District Attorney of Delaware County
- In office 2018–2019
- Preceded by: Jack Whelan
- Succeeded by: Jack Stollsteimer

Personal details
- Born: 1966 or 1967 (age 57–58) Upper Darby, Pennsylvania, U.S.
- Political party: Republican
- Education: Bryn Mawr College (BA) Temple University (JD)

= Katayoun Copeland =

American lawyer and politician

Katayoun M. Copeland (born 1966/1967) is an American lawyer and politician who was an assistant U.S. Attorney in Philadelphia from 2019 to 2023. She was the district attorney of Delaware County, Pennsylvania from 2018 to 2019.

== Life ==
Copeland was born in Upper Darby Township, Pennsylvania to an Iranian mother and an American father. She was raised in Iran from 1973 to 1980. She graduated from The Baldwin School in 1985. She completed an undergraduate degree from Bryn Mawr College. She earned a Juris Doctor degree from Temple University Beasley School of Law.

In 1992, Copeland joined the Delaware County district attorney's office as an assistant district attorney in its trial division. She worked under the county's first female district attorney, Patricia Holstein. She later became chief of drug enforcement in 2000. In 2004, she became deputy district attorney. In 2011, Copeland joined the United States Attorney as a prosecutor of drug cases. She worked under Louis D. Lappen, the acting district attorney for the U.S. District Court for the Eastern District of Pennsylvania.

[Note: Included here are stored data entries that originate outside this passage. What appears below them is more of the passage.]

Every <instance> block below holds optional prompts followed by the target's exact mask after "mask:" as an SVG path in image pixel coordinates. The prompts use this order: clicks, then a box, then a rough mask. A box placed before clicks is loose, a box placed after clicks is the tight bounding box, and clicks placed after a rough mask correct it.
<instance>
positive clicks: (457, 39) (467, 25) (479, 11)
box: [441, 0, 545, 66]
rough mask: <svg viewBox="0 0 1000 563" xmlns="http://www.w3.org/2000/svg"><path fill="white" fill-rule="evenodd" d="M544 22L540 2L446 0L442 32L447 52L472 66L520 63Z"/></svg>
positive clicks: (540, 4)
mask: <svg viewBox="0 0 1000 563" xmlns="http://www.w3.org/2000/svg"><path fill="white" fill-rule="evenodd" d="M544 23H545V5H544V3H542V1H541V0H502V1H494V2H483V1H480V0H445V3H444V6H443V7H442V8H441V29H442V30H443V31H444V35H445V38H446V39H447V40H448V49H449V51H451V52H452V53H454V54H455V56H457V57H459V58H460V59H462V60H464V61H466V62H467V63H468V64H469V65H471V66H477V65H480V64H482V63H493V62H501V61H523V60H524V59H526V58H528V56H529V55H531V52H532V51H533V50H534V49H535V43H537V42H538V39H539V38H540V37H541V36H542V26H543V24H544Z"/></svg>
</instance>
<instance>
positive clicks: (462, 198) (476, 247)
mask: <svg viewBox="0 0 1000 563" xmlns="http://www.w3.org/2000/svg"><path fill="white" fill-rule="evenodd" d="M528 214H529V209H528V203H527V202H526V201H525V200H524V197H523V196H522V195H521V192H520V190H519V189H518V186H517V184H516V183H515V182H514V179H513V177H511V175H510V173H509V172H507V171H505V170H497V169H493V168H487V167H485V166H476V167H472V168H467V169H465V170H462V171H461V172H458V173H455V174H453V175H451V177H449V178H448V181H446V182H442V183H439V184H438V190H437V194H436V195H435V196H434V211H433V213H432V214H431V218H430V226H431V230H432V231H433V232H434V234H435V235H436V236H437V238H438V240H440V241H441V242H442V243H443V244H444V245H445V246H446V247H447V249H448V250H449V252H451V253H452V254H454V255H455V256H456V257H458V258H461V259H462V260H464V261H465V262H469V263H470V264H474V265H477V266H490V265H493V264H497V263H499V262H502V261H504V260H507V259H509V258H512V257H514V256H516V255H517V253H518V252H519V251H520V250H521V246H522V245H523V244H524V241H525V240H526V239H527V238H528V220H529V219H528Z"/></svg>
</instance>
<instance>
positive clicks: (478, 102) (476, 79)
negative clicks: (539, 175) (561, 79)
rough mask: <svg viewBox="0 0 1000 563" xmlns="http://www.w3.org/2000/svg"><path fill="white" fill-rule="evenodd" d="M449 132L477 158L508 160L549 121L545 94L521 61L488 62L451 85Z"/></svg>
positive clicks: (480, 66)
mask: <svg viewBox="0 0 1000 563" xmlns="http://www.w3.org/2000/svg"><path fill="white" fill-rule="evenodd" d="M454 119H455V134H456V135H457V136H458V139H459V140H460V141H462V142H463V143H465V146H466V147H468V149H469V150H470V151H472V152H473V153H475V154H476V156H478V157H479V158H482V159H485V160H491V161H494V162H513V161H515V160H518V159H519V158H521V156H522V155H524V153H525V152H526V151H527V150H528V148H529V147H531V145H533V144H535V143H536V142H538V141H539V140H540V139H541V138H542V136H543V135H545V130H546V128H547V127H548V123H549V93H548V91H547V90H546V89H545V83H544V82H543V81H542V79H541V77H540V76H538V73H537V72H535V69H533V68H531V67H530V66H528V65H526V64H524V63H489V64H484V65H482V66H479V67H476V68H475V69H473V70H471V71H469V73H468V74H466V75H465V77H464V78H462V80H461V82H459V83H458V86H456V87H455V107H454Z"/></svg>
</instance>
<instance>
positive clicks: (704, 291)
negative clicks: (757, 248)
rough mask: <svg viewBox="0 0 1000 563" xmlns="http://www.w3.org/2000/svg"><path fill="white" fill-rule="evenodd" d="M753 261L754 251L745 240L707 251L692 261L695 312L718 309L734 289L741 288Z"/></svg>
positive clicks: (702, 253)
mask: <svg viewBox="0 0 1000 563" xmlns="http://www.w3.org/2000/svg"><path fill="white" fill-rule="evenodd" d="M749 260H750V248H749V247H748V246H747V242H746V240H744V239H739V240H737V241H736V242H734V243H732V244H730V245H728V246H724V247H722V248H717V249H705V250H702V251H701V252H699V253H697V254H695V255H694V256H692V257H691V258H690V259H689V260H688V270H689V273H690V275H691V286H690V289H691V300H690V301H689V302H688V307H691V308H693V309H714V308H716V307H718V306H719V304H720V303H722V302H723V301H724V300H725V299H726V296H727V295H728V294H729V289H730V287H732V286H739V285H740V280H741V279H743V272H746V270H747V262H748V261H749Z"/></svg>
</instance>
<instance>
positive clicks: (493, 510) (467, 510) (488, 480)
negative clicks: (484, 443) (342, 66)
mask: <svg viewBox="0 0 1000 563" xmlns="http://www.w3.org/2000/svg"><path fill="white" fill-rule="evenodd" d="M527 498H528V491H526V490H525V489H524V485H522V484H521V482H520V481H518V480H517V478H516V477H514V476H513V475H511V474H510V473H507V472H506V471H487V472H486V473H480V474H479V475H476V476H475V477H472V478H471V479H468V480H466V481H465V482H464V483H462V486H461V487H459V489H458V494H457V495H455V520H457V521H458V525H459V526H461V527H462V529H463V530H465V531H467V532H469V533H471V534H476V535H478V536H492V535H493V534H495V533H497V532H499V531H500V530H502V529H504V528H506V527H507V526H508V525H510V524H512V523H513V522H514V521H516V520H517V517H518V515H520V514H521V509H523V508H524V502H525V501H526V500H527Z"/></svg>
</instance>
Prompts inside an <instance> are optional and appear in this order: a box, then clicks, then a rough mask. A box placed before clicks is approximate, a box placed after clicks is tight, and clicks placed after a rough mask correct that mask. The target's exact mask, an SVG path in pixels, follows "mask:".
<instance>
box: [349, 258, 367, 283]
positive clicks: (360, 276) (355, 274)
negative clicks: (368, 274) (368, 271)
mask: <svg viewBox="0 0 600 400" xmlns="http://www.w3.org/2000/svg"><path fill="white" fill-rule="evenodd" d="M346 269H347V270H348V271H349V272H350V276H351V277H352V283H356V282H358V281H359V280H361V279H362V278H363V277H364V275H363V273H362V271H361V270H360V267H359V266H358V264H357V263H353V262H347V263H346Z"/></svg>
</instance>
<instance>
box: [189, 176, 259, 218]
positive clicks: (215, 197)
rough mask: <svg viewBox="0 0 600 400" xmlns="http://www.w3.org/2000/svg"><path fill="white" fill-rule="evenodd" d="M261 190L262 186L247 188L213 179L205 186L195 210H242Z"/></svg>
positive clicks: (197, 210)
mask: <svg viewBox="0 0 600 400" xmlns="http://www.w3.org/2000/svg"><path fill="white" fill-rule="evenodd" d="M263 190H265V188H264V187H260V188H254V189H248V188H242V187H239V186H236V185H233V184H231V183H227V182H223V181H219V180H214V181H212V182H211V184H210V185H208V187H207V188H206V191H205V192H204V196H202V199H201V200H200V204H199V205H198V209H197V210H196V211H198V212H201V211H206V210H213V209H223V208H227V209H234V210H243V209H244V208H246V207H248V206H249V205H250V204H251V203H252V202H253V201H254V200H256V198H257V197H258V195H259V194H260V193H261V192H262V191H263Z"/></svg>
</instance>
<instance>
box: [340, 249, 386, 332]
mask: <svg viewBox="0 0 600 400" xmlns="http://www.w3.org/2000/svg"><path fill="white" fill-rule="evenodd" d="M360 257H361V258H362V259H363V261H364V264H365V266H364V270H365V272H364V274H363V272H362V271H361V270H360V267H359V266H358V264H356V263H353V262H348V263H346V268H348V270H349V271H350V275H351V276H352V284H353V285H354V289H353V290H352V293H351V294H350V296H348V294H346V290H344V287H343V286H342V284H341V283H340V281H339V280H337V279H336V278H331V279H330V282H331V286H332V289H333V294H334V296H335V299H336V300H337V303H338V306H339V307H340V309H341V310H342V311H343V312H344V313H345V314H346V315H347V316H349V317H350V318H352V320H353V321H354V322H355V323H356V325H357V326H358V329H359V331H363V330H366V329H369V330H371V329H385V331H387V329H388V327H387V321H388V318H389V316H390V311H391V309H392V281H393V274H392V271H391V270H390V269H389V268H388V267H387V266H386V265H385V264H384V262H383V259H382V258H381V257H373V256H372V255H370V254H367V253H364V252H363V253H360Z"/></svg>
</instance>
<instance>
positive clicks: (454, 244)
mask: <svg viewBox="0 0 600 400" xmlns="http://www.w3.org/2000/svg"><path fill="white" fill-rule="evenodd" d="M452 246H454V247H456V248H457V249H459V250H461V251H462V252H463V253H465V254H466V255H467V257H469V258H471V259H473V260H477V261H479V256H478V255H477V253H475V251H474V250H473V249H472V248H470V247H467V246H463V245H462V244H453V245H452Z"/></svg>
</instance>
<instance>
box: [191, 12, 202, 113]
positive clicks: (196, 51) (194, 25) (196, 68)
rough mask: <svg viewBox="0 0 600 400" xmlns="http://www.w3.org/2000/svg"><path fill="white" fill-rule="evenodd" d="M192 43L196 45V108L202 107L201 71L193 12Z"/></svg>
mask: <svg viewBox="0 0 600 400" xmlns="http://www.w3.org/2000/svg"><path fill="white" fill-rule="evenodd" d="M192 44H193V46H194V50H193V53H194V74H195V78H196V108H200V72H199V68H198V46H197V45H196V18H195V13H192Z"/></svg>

In 2018, she returned to Delaware County as its district attorney. A Republican, she was selected by the county board of judges to succeed Jack Whelan. The term expired in 2019. She ran for election for a full four-year term in 2019 and was defeated in a close election by Democratic candidate Jack Stollsteimer. From 2019 to 2023, she served as an assistant U.S. Attorney in Philadelphia. In November 2023, Copeland announced her candidacy in the 2024 Pennsylvania Attorney General election.